I believe whole-heartedly that food has medicinal properties. Growing up with a holistic doctor in the house definitely helped plant this seed in my brain. Luckily that seed was watered and nurtured by many of my mentors throughout my career. Finally, I am coming into a space where it is up to me to continue my education. The little snippets of wisdom I have picked up randomly throughout the years are no longer enough to feed this beast. I want to know all about foraging, medicinal properties of herbs and foods and any other sort of information that can help me to heal myself and the people I care about.
One such snippet of wisdom I picked up years ago has prevailed as the dominant evidence in my mind as to why food can be medicine. At the time I was working too much and subsisting off a diet of coffee, alcohol, medjool dates and parmesan. I was young and invincible. Well, not entirely invincible. I developed a terrible cold that I just couldn't shake. I was taking olive leaf extract and drinking ginger tea, but it wouldn't go away. A waiter at the restaurant I was spending 12 hours a day at told me he could make me feel better, but he said that his cure was really disgusting and I would hate it. For some reason that made me think I should go for it. Before I could back out he crushed 2 cloves of garlic and steeped them in hot water. He added a copious amount of honey and told me to hold my nose and drink. I did as he said and the strangest thing happened. I got this huge rush that started in my toes and zipped all the way up into my brain. It was kind of like smoking your first Newport. For a few seconds I was high, but then it was gone. And within a day or two, so was my cold. I was now a disciple. Any time I start to feel like my lymph nodes are swelling I make myself some garlic tea. I haven't had a serious cold since. It seems like every winter I end up having to make it for a coworker or a friend who's fighting a cold, and they always agree that it helps them feel better. The only thing that's been disappointing to me about the tea in the five years since I learned how to make it is that I've never been able to get that rush again…
Garlic Tea
2 cloves garlic
1 cup water
1 tsp wild honey
Crush the garlic with the flat side of a knife on a cutting board. Allow the garlic to sit for 5 minutes. Now steep with hot water, covered, for 4 minutes. Strain the garlic out and add the honey. Drink and feel better.

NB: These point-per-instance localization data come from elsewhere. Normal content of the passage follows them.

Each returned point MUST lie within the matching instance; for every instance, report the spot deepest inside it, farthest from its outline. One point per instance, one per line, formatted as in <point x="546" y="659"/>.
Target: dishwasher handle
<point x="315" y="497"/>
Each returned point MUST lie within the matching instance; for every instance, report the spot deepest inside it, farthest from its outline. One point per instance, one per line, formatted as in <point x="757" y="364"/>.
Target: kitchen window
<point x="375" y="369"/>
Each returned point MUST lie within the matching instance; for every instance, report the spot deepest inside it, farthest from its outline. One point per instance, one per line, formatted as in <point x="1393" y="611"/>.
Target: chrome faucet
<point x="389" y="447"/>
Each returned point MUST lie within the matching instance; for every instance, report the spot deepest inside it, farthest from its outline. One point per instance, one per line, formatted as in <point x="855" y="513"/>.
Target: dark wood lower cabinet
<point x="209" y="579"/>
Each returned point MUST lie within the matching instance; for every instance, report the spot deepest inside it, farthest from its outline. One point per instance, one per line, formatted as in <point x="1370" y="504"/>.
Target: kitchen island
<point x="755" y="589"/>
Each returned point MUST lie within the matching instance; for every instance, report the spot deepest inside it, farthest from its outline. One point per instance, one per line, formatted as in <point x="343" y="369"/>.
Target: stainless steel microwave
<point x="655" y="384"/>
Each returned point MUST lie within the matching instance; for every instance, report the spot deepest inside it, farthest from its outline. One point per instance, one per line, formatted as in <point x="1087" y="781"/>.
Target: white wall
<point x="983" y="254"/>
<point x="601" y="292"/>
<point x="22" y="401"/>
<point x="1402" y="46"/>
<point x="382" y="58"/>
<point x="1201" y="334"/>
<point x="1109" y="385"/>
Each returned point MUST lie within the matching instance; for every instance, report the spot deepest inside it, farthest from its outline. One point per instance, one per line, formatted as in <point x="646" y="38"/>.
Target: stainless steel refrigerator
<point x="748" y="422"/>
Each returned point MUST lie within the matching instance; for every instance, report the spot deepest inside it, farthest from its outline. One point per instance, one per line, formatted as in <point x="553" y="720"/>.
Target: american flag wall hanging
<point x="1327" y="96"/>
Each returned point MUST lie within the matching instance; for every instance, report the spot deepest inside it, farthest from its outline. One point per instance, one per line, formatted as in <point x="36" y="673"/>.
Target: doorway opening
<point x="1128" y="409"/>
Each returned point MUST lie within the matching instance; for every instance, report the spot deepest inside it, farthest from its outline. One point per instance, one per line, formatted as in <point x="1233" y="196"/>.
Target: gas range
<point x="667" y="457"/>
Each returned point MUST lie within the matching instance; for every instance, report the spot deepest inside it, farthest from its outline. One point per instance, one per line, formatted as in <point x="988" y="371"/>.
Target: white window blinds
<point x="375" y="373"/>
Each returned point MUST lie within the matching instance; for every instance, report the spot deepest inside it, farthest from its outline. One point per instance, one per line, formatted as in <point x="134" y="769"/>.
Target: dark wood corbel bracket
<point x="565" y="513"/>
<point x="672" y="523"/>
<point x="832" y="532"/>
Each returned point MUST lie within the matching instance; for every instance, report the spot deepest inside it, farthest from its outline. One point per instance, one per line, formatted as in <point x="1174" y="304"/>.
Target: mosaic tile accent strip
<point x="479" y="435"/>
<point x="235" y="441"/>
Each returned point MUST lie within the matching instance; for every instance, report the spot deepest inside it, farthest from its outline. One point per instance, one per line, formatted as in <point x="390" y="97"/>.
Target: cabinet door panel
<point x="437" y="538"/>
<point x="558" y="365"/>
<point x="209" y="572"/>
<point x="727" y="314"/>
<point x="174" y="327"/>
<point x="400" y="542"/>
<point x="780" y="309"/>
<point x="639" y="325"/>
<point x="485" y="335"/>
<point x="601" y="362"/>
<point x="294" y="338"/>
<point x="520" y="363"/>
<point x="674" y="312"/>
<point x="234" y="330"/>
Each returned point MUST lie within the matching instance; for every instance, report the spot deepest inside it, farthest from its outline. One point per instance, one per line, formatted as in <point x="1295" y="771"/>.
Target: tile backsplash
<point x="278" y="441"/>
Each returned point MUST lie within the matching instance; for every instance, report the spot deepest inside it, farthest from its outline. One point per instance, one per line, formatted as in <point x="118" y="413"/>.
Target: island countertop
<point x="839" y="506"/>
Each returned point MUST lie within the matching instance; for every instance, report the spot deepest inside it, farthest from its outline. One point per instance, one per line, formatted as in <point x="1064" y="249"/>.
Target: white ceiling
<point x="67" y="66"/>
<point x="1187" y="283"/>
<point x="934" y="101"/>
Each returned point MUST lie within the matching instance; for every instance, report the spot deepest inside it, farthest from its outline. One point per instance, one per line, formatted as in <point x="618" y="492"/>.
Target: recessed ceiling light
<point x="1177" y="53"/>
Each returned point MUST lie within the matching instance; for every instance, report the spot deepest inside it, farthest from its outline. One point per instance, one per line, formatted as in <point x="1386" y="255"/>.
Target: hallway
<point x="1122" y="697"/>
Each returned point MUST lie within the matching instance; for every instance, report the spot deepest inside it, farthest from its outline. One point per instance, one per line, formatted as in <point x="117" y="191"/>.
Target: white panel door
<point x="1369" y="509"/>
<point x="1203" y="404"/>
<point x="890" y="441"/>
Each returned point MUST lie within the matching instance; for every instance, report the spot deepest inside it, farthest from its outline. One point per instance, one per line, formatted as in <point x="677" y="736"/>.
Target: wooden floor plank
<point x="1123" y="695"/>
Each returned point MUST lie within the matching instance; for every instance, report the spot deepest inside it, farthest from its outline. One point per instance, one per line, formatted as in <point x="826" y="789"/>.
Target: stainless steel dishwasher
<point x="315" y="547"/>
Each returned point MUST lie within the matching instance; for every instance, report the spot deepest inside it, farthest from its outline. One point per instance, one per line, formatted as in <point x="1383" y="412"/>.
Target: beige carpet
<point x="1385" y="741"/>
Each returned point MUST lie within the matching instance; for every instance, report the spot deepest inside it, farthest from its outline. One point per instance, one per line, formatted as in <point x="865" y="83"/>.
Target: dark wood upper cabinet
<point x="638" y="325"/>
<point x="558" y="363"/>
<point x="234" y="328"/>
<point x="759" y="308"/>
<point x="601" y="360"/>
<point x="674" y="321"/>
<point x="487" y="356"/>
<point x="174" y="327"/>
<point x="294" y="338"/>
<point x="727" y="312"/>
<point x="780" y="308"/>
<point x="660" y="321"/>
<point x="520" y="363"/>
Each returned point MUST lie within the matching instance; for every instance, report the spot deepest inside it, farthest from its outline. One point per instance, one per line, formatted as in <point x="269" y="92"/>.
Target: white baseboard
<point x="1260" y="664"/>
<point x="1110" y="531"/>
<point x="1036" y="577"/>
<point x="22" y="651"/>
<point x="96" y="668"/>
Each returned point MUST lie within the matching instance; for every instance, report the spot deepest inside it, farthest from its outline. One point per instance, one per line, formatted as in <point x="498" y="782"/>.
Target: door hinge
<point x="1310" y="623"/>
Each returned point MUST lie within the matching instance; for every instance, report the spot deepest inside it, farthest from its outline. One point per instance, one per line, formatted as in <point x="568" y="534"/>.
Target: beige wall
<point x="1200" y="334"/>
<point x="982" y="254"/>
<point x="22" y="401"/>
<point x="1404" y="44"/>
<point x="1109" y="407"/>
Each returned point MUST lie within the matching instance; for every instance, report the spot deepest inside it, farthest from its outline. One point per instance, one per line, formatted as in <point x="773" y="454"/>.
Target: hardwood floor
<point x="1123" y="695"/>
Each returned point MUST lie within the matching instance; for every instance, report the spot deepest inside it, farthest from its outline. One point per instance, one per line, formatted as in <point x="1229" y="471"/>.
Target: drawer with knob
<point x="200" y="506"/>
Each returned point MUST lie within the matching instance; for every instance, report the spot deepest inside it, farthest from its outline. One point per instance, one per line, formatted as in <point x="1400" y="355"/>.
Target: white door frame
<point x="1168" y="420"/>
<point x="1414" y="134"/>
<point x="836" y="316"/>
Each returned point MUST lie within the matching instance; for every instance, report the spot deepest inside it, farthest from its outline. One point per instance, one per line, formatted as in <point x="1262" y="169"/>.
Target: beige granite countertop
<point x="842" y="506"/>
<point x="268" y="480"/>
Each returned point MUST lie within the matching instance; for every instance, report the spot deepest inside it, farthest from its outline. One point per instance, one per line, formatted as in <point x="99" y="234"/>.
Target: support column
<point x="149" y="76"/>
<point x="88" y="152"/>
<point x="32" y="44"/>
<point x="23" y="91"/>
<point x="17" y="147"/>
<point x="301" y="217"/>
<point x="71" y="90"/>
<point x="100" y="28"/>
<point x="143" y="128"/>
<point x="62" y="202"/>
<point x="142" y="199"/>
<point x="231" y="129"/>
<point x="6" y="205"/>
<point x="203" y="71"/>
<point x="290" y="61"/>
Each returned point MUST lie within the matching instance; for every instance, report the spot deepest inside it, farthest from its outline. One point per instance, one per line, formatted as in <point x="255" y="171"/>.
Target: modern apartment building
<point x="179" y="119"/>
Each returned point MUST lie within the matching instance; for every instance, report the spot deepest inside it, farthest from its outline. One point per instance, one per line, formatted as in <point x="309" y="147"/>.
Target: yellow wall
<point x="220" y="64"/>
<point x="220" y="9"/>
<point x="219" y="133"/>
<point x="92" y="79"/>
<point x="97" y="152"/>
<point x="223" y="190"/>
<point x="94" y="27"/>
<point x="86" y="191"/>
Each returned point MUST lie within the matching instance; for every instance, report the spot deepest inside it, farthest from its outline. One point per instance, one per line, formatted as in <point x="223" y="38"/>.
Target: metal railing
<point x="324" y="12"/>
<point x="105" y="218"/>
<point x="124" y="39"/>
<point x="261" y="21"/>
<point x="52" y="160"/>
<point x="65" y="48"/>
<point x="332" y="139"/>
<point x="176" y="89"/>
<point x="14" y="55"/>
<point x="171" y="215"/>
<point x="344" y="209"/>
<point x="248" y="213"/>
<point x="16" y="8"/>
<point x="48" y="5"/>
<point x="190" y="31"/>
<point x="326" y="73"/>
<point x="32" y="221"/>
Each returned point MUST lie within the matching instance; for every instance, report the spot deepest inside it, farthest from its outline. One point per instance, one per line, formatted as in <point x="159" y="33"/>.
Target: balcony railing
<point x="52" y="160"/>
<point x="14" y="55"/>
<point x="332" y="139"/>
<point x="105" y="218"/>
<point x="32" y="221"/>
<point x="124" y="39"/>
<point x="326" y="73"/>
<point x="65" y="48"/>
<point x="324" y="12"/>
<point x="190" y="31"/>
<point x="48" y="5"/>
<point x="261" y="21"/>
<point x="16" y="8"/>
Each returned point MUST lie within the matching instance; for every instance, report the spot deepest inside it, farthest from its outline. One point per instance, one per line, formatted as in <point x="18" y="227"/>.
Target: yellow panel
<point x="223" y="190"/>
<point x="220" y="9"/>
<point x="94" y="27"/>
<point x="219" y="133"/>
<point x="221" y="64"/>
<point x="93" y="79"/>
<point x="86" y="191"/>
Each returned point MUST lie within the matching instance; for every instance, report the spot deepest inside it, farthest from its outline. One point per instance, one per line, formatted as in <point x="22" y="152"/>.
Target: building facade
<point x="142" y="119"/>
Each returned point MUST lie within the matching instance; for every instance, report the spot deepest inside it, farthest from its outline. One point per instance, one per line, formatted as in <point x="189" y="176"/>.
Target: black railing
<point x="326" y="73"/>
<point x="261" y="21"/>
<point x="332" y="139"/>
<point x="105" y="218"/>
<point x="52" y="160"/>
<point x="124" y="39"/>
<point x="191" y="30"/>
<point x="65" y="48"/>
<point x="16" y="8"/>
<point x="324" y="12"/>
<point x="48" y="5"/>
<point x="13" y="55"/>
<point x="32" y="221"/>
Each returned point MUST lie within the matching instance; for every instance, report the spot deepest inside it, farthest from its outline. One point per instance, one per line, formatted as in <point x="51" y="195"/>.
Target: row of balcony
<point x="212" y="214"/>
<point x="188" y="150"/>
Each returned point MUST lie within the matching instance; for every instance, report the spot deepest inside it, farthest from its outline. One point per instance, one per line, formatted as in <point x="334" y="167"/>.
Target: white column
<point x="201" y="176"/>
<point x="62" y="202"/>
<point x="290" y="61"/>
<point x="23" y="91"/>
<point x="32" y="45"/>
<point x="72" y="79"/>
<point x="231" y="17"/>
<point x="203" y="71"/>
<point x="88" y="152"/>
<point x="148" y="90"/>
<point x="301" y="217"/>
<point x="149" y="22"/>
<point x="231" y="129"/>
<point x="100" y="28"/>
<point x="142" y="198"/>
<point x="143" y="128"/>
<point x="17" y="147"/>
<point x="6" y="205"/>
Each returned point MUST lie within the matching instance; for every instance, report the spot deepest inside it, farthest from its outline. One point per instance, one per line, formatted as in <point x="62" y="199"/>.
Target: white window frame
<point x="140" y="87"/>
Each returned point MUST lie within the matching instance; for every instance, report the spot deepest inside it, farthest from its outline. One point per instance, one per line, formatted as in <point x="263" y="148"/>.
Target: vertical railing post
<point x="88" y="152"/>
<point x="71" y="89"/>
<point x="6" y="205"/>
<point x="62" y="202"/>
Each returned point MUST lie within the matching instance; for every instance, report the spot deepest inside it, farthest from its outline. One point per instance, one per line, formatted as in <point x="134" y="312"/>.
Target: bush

Allicin and diallyl sulfides have been identified as the compounds that produce the health benefits in garlic. Allicin is the stronger of the two, but tends to break down quickly especially when exposed to heat. It's actually the byproduct of the amino acid alliin and the enzyme alliinase, which are combined when garlic is crushed or chopped. It is volatile and has a very short lifespan, which is why it is important to chop your garlic fresh, and to let it sit for a couple minutes before you use it so that the allicin might be created. Allicin and diallyl sulfide are so useful because they are antimicrobial, which accounts for why garlic is such a powerful weapon against both bacterial and viral infections. Because it is a powerful weapon it should be treated with respect. Garlic is a blood thinner and should not be taken in high doses before surgery. It should also be avoided if you are allergic to it.
I get this feeling of validation when I learn that the everyday foods I've been incorporating into my diet since I was a child are so good for me. It's not surprising that our food supply does more than provide us with calories, we have evolved together into a very symbiotic relationship. Food heals and nourishes us, making it possible for us to survive; and we cultivate and spread it's seeds, simultaneously ensuring it's survival. I don't believe that scientist will ever be able to make a pill that produces a healthy person, because we can study for centuries to come and still not understand on a scientific level the complex relationship that has evolved between ourselves and our food. Food science doesn't impress me at all, and I hardly pay attention to it. It seems to me that food science is most commonly driven by convenience. That's why all food scientist have managed to do with garlic is chop it up and put it in oil; which by the way, nullifies its medicinal properties and makes it an anaerobic environment that's ripe for the spread of botulism when left at room temperature. It seems that indigenous diets are Man's most coherent attempt at understanding nutrition. The fact that our ancestors believed in eating a variety of clean, whole foods and were so much healthier than we are today makes me think that they are the ones we should look to for the answers we seek. Everyone from the Pharaohs of Egypt to the Romans understood that garlic is a wonderful plant with medicinal as well as flavor enhancing properties. I guess I'm saying that I trust the foods inscribed on the Egyptian pyramids a hell of a lot more than I trust the United States food pyramid.